De werken. Deel 9. Poëzy 1832-1868
(1890)–E.J. Potgieter– Auteursrecht onbekend
[pagina 16]
| |
Veteranen-klagt.Tien centen daags voor zeven man!...
Des legers diensten zijn vergeten, -
Al wie er huis van houden kan,
Die mag den droes te slim af heeten.
Wis komt het op 't bekrimpen an!
Maar wijf en kinders eischen eten,
En stil hunn' honger daar eens van:
Tien centen! - zou de Koning 't weten?
Als ik nu maar een ambacht kon!
Maar 'k moest zoo vroeg in 't veld voor Napje,
Een jaar na 't spaansch lawaai begon,
Waarachtig geen studenten-grapje, -
Wat plaag, die niet dat volk verzon!
't Vergiftte zelfs 't gestolen hapje:
't Is waar, wij kusten menig non
En hielden menig paap voor 't lapje!
| |
[pagina 17]
| |
Hoe heugt mij nog onze' adjudant,
Onmenschlijk door zijn lief verzopen
Aan 'k weet niet welken waterkant;
'k Mogt repje scheerje 't koppel stroopen,
'k Mogt duiken wis een groot kwartier,
Zijne oogen gingen niet weêr open;
En ik bleef simpel fuselier, -
Tien centen daags om me af te koopen!
Uit Spanje zou 't den Rus te lijf,
Guerilla's dáár en hier Kozakken,
Het was al éénerlei bedrijf,
Maar Moscow heeft de kool gebakken;
Sinds stonden alle vingers stijf,
Sinds viel geen dobbry meer te pakken, -
Was dat een Land! een voet vier, vijf,
Ter keel toe in de sneeuw te zakken!
Mijn makkers dood verzwaarde 't kruis;
Ik had zijn hoofdwond flink verbonden
Met een gekaapt baskiren-buis;
‘Groet,’ zei hij, ‘groet wie mij bestonden,’
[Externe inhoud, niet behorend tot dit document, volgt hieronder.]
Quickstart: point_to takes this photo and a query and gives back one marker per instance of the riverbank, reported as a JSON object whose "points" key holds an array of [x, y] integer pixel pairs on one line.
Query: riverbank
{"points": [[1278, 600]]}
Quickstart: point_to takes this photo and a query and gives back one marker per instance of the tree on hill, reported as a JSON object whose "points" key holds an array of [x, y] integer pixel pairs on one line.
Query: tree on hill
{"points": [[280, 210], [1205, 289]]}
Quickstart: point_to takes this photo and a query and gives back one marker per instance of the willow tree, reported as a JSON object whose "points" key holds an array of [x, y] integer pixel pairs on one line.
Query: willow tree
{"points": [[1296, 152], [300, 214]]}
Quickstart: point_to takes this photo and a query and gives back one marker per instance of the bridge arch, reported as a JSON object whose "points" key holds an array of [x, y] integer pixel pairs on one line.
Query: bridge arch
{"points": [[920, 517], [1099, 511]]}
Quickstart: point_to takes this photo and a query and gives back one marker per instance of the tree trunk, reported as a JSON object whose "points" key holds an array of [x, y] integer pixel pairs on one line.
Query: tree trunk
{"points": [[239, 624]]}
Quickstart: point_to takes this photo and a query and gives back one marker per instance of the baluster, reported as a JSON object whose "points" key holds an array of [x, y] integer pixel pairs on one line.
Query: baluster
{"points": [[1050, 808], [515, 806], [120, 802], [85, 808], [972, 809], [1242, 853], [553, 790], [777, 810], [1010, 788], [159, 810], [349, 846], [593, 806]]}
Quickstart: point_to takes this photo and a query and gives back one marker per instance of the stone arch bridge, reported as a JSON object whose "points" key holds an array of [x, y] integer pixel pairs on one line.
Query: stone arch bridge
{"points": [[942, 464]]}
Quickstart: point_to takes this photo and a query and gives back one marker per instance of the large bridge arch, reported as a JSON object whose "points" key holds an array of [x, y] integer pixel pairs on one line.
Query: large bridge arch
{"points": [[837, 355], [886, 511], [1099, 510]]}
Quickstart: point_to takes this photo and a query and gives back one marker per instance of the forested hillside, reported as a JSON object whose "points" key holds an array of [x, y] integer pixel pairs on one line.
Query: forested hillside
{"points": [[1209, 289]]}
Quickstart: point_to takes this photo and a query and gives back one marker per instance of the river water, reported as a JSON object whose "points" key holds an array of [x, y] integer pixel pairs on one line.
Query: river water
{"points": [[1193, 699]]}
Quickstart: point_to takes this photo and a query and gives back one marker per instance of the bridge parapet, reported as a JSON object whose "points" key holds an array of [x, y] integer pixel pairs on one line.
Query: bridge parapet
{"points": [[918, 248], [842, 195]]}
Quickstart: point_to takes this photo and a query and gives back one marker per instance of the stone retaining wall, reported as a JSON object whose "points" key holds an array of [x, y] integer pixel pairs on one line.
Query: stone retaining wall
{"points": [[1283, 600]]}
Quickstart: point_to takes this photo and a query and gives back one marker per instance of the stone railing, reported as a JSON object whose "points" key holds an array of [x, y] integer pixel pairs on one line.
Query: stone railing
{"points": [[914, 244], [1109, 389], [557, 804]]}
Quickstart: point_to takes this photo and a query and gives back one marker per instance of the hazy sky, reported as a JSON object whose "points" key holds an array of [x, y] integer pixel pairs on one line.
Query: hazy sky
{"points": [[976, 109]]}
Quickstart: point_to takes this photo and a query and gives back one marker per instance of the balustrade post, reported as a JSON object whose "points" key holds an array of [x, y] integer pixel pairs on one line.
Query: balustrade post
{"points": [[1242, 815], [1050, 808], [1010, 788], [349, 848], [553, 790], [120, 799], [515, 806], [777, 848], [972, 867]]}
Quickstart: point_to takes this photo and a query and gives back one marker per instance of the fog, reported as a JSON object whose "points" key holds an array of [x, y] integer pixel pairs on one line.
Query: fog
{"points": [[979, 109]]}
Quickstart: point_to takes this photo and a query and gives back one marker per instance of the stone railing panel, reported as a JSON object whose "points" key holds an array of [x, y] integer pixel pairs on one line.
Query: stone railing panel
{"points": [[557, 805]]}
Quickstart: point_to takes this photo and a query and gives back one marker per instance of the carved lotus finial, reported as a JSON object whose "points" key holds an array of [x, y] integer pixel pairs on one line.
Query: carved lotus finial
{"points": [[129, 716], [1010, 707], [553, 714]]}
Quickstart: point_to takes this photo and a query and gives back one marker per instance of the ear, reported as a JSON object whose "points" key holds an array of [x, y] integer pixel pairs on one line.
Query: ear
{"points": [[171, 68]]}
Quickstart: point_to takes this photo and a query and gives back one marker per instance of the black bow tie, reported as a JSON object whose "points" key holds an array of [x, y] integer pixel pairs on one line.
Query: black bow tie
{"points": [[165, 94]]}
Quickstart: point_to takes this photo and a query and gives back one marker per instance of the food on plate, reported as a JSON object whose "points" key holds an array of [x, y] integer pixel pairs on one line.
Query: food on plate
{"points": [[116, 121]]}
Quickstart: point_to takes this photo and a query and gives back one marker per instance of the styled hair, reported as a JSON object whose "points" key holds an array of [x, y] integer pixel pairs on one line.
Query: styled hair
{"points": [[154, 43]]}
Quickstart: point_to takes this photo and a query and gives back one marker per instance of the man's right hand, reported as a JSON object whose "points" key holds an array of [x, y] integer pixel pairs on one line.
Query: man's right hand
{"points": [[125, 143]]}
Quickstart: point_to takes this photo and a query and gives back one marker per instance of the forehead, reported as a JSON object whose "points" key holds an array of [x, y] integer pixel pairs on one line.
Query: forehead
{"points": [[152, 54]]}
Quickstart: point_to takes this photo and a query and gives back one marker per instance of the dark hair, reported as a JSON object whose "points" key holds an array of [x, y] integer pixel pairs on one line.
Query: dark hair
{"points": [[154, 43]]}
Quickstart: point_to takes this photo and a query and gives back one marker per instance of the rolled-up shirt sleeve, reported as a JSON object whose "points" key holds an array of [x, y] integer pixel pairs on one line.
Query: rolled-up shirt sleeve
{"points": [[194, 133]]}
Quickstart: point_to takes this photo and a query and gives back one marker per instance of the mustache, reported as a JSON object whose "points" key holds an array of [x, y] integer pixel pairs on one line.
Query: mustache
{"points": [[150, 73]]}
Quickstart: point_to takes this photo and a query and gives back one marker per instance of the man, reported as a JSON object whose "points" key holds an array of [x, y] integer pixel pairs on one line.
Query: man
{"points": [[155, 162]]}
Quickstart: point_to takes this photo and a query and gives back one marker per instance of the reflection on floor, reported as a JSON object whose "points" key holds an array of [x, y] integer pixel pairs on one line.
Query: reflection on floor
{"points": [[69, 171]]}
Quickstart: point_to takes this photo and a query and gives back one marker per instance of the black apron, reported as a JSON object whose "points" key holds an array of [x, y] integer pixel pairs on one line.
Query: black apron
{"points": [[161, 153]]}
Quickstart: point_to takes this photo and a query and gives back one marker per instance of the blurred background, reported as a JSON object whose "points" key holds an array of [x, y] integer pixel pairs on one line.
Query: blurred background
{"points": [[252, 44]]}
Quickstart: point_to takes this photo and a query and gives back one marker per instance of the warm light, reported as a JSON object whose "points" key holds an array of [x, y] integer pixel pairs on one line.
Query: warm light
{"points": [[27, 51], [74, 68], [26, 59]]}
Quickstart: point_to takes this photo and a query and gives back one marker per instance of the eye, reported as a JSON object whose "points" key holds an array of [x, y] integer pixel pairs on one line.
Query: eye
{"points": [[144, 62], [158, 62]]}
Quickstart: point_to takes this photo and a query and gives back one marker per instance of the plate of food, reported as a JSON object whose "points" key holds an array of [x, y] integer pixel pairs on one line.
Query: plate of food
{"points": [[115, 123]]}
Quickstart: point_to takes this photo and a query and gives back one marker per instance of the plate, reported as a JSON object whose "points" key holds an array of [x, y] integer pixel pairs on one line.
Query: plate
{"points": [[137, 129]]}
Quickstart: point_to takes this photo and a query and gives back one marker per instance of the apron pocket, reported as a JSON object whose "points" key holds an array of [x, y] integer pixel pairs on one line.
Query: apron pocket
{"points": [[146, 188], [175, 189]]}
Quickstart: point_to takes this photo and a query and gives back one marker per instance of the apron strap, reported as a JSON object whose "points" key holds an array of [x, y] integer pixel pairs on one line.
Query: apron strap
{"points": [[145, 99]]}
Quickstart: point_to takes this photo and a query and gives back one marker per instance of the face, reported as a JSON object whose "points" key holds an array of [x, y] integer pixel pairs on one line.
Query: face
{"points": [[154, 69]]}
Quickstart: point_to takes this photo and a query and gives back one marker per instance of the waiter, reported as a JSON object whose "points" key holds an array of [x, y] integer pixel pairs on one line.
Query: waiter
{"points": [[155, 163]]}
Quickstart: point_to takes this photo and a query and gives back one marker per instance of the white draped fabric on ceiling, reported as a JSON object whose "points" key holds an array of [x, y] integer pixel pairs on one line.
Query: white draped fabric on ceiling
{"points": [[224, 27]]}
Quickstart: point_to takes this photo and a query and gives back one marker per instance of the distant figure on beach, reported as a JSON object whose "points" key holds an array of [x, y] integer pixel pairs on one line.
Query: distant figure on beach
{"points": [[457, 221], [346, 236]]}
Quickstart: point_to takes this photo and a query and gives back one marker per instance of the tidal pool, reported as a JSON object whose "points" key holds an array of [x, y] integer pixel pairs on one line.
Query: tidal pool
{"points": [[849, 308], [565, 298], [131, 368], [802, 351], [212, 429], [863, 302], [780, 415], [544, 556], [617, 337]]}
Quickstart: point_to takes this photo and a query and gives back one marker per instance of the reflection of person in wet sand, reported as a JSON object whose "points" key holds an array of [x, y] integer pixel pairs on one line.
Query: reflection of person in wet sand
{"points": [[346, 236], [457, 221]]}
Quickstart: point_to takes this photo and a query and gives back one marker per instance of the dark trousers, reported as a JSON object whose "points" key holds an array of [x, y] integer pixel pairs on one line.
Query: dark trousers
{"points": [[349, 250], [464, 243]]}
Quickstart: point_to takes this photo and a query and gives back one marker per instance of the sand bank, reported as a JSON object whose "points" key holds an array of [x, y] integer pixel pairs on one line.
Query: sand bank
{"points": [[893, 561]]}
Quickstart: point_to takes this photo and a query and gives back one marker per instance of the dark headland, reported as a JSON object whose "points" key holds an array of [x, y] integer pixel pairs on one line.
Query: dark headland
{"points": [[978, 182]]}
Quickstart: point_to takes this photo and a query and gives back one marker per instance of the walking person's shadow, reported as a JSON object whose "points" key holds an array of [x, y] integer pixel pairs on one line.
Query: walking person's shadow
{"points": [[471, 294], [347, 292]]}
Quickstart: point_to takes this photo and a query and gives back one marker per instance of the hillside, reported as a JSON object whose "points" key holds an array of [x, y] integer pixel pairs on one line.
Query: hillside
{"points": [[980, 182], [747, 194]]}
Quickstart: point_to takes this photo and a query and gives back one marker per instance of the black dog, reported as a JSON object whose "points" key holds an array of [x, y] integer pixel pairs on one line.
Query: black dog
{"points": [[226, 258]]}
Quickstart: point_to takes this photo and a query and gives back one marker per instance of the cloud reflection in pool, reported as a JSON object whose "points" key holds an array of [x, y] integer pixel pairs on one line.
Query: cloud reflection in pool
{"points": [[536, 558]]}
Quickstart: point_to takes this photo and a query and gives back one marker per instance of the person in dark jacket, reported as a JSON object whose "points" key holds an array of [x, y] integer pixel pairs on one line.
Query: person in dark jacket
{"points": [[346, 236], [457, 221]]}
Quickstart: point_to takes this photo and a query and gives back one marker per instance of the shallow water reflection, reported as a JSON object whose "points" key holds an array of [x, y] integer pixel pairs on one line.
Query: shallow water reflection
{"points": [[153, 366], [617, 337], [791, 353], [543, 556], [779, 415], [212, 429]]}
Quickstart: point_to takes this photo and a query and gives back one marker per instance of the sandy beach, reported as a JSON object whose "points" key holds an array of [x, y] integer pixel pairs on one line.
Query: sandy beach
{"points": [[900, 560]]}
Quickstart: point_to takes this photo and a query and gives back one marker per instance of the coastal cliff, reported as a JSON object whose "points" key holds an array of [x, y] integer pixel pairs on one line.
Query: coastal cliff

Hij lag vast stiller dan een muis,
‘Groet ook,’ daar bloedden weêr zijn wonden,
‘Wat zul jij - welkom we-zen t'huis!’
Tien centen daags voor zeven monden!
Ik bragt ons dorp in rep en roer,
Maar de éénge, die mij hartlijk kuste,
Dat was mijn oude, blinde moêr:
‘Jou vaêr,’ zei zij, ‘is lang ter ruste!’
| |
[pagina 18]
| |
Ik zag wel aan mijn' manken broêr,
Dat hem het deelen kwalijk lustte,
Dewijl zijn wijfje er slecht bij voer,
Die in de wieg hun tweeling suste.
Het deed mij zeer, maar 'k wist goed raad:
‘Oranje boven! beter tijden!
Hou wat je hebt, ik blijf soldaat!’
En Jaantje mogt als Jan me lijden.
Er werd van Elba drok gepraat,
Voor Vorst en Volk was 't lust te strijden!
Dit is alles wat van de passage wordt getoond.